Re: [hobbit] hobbitlaunch segfault / timewarp happend again



Hi,

looks great. I applied your patch on a test system. So far it works
perfect for me.

It would be great if Henrik could apply your patch.

Thanks!
 Alexander

> I recently brought up a new client that has trouble keeping accurate
> time...so I began encountering this time warp issue. As pointed out by
> Henrik in January, it is definitely an infinite loop where errprintf()
> calls getcurrenttime() to get its timestamp.

> The attached patch modifies the functions in errormsg.c to use time()
> instead of getcurrenttime(). That avoids any recursion-infinite loop
> problems, and logs or prints errors with the system's actual time
> instead of a Hobbit-adjusted-for-sanity time. In the absence of accurate
> time, I think it would be best to log in the system's time so that you
> can correlate Hobbit logs with other system logs.

> Working for me so far, but use at your own risk.
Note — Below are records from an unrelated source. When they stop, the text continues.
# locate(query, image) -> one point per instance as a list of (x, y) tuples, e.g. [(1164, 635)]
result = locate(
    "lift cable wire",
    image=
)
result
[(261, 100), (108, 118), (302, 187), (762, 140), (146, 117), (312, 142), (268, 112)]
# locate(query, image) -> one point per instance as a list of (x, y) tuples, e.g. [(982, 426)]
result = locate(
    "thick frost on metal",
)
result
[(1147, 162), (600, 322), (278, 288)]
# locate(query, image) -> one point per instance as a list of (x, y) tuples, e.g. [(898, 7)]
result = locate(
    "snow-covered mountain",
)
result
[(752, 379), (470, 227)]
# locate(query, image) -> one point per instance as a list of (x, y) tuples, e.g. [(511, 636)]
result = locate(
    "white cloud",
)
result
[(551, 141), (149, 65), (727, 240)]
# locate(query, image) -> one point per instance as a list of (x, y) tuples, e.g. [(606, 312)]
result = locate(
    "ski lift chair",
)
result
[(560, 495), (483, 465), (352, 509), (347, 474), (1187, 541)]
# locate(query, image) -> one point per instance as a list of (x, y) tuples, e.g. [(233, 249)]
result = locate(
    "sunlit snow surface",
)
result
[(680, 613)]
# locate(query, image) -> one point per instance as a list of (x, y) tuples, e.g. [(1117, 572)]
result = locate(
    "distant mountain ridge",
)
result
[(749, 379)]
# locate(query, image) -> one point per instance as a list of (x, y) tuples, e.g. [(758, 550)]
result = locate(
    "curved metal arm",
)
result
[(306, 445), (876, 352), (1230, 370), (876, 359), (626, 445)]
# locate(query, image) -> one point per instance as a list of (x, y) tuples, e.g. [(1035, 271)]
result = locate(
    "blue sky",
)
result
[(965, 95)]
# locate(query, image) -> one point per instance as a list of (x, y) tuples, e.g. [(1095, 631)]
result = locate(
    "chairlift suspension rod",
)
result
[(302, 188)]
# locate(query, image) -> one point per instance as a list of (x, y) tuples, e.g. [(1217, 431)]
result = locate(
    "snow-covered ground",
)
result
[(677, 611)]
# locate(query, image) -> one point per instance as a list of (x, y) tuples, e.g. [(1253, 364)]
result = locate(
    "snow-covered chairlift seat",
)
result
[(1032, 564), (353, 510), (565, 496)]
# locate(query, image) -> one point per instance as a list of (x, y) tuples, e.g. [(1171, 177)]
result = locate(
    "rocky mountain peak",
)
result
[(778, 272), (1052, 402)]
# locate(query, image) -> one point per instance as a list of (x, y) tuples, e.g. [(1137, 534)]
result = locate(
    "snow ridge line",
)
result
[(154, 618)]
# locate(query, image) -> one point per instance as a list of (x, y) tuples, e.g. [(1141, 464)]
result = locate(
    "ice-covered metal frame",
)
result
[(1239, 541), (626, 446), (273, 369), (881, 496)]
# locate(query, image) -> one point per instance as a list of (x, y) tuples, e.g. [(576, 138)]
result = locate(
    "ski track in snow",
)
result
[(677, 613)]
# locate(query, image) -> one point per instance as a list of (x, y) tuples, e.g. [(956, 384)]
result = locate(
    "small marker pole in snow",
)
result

Comments?

> Cheers.
> Darin Dugan
> dddugan (at) iastate.edu

> -----Original Message-----
> From: Alexander Keller [mailto:hobbit (at) alexkeller.de] 
> Sent: Friday, March 21, 2008 10:22 AM
> To: hobbit (at) hswn.dk
> Subject: Re: [hobbit] hobbitlaunch segfault / timewarp happend again

> Hi,

> unfortunately nobody answered to my posting, so I did a quick'n dirty
> hack to prevent timewarp segfaults in hobbitlaunch.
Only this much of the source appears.